Há poucas semanas, a Receita Federal do Brasil (RFB) provocou enorme reação dos contribuintes ao divulgar a Instrução Normativa 1397/13, de conteúdo inusitado. Entre outras coisas, além de criar exigências tidas como absolutamente descabidas, teve ela a pretensão de ampliar, de maneira não usual, a carga tributária das empresas em geral, em graus variados.

O centro da discórdia está no fato de que a RFB, aparentemente fundada em Parecer elaborado pela Procuradoria da Fazenda Nacional, diga-se, a propósito, emitido em razão de consulta formulada pela própria RFB, entendeu que os resultados distribuídos sob qualquer forma aos acionistas, computados em valores que excedam aqueles que resultariam caso o lucro fosse apurado segundo as regras fiscais, devem ser tributados pelo Imposto de Renda e, em alguns casos, pela Contribuição Social sobre o Lucro Líquido. O mais surpreendente é que a pretensão é retroativa ao ano-calendário de 2008.
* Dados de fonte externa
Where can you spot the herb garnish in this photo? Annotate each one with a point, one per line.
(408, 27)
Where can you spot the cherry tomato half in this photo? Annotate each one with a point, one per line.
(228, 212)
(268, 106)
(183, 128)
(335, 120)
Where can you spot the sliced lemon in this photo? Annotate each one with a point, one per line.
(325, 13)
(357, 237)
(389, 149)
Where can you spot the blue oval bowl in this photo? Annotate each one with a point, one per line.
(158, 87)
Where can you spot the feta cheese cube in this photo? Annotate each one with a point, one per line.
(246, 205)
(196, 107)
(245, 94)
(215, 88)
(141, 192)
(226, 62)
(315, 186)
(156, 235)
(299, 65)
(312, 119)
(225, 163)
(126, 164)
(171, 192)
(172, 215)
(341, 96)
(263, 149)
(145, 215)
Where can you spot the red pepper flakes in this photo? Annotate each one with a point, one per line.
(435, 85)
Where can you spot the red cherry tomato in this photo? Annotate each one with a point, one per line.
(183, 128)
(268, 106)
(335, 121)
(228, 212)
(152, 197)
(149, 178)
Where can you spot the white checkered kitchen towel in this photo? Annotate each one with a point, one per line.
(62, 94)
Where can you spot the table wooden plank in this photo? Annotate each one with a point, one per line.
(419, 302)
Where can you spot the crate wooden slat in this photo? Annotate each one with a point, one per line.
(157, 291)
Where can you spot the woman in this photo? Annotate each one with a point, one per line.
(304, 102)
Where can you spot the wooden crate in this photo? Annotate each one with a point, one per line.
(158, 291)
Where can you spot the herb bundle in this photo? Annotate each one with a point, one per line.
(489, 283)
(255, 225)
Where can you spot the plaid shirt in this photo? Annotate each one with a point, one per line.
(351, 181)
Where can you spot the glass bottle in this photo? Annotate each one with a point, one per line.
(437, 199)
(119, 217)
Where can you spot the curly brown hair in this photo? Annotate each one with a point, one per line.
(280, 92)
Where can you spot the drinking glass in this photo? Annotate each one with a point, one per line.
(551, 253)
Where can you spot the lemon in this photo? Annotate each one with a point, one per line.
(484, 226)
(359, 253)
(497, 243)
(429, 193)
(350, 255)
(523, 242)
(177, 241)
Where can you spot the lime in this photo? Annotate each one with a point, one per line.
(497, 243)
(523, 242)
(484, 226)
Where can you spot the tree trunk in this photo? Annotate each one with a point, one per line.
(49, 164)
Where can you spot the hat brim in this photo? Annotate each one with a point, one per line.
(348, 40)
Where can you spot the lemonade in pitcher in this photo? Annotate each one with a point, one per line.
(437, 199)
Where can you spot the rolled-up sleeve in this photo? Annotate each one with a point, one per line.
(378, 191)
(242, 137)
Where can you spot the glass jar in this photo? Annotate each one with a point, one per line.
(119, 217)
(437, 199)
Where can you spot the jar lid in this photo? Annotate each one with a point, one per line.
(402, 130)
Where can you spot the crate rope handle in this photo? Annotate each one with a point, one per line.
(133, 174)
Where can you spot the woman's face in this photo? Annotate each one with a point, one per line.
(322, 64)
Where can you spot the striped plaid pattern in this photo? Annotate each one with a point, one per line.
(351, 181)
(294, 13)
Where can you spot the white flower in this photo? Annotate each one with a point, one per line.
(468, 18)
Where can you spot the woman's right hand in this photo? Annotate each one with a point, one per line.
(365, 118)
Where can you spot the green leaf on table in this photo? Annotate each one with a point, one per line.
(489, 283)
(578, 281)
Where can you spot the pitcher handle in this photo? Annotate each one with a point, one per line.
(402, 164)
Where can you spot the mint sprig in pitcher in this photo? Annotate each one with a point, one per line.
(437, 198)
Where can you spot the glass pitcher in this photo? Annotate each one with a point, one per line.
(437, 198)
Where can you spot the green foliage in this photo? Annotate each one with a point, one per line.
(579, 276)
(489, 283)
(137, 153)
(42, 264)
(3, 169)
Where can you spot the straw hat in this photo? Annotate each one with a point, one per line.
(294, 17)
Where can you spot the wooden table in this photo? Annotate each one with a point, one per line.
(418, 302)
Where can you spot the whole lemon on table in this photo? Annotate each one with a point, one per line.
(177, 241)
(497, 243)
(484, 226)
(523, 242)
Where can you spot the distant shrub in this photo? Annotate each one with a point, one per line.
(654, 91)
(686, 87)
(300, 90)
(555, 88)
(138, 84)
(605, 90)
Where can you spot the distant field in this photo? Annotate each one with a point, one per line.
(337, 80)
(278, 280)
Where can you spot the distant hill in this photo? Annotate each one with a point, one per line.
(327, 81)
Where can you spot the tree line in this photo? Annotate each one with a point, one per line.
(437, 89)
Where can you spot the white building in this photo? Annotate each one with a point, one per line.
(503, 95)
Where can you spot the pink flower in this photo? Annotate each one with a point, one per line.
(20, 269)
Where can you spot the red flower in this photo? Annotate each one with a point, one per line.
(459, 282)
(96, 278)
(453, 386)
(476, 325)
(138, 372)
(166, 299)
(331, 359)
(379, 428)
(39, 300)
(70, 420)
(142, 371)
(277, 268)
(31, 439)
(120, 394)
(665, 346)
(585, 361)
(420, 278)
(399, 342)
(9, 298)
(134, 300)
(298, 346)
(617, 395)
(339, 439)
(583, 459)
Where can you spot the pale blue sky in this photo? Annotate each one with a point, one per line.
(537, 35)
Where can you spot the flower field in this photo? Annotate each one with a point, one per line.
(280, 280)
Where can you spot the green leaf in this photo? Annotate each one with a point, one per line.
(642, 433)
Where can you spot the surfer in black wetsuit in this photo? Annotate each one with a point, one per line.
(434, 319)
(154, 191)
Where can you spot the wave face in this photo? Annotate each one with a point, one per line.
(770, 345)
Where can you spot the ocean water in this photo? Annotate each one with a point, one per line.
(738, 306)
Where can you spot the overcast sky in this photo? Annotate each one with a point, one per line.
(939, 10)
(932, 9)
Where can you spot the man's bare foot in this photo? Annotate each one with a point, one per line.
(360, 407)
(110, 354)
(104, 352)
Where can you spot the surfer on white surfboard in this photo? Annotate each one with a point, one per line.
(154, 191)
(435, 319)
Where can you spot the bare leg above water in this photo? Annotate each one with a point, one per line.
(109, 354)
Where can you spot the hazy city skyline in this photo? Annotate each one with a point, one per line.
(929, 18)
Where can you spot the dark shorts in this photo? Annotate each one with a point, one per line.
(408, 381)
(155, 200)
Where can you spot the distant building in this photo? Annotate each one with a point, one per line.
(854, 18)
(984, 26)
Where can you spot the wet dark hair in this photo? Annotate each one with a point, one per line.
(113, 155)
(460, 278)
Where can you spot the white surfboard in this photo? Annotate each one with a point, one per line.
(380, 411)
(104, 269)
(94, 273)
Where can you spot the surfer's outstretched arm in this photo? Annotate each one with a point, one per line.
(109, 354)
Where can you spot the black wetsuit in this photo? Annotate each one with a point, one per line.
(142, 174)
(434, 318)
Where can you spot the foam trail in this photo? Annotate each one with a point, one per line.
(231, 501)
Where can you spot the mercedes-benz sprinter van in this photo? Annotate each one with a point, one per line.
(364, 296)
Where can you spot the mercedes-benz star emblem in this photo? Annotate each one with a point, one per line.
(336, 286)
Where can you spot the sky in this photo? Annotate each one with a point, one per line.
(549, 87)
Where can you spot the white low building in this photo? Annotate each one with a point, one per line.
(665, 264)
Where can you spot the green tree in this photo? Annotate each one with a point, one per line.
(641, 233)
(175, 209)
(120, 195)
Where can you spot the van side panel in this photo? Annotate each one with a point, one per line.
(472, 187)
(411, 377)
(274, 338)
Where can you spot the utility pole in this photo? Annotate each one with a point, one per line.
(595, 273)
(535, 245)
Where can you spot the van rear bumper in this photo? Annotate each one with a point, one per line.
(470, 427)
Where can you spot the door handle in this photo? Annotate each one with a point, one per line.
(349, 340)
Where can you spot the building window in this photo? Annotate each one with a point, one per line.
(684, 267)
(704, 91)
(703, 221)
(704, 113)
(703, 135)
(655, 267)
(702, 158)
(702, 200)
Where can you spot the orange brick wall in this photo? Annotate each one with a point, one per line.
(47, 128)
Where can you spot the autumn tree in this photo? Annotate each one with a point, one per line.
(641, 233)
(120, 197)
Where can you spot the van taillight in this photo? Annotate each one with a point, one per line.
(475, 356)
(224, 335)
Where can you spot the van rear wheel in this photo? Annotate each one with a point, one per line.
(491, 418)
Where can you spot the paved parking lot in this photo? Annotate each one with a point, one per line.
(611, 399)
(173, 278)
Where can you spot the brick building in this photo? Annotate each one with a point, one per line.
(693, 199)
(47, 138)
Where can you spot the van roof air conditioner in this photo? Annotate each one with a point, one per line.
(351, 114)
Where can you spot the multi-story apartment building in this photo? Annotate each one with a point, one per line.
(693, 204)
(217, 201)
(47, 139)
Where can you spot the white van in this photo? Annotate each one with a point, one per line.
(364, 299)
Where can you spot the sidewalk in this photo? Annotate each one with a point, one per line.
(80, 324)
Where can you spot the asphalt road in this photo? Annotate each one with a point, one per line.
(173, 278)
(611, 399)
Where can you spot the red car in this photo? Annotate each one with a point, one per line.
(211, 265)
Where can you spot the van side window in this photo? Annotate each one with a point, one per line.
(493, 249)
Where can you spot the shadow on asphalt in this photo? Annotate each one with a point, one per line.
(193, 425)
Explica-se: é que desde o ano-base de 2008, empresas que por força das alterações na Lei 6.404/76 (Lei das Sociedades por Ações), introduzidas pela Lei 11.638/2007, passaram a adotar normas contábeis convergentes com as normas internacionais. Com o intuito de facilitar o processo de convergência, estabeleceu-se, por dispositivo expresso da Lei 11.941/09, que os efeitos produzidos pela adoção desses novos procedimentos contábeis não deveriam provocar modificações no nível de tributação das empresas. Adotou-se, à época, o que foi denominado de Regime Tributário de Transição – RTT, a vigorar por dois anos – 2008 e 2009 – até ulterior regulamentação definitiva.

Ocorre que, passados mais de cinco anos sem que qualquer legislação fosse elaborada quanto ao assunto, a RFB, por normativo infralegal, exorbita ao exigir tributos, não apenas sobre o lucro, mas sobre a sua distribuição aos acionistas, a qual está isentada de tributação por outra Lei, a de nº 9.249/95.

A reação do mercado (contribuintes, investidores, contadores e até congressistas) foi tão violenta que a RFB, acuada, segundo se tem notícia, teria assumido o compromisso de não mais requerer a aplicação retroativa, num primeiro momento, e suspender seus efeitos até 31 de dezembro de 2013, num segundo, até ulterior aprovação de dispositivo legal pelo Legislativo.

Nesse meio tempo, independentemente da posição informal adotada pela RFB, e em razão da relevância e urgência do tema, tramita no Congresso Nacional um projeto de Decreto Legislativo que susta a aplicação IN em questão.

Da análise da IN e do Parecer anteriormente referidos, depreende-se que as autoridades fiscais federais pretendem sustentar que a implementação do RTT teria provocado queda na rede arrecadação dos tributos federais sobre a renda.

Nada mais falacioso. Não há qualquer dúvida que o RTT manteve a arrecadação exatamente nos mesmos níveis existentes antes da sua implementação, tal como colimado pelo dispositivo da Lei 11.941/09. Qualquer outra conclusão é desprovida de fundamento.

A despeito dos rumores de que sairá nova lei e da possibilidade de aprovação de decreto legislativo, fato é que a IN já foi publicada e pode surtir efeitos nos casos concretos de distribuição de dividendos, Juros sobre o Capital Próprio e até quanto à não tributação dos ganhos reconhecidos pelo método da equivalência patrimonial, quando os resultados para fins fiscais forem diferentes dos resultados para fins societários.

A nova interpretação formulada pela RFB trouxe grande insegurança jurídica, uma vez que, por um lado, noticia que a IN está suspensa até 31 de dezembro próximo, e, por outro lado, mantém íntegra e vigente a mesma malfadada IN.

Assim, na hipótese de eventual autuação, notadamente de períodos pretéritos, o que só se admite para efeito de argumentação, caberá defesa com base nos princípios constitucionais da moralidade, legalidade e irretroatividade, dentre outros.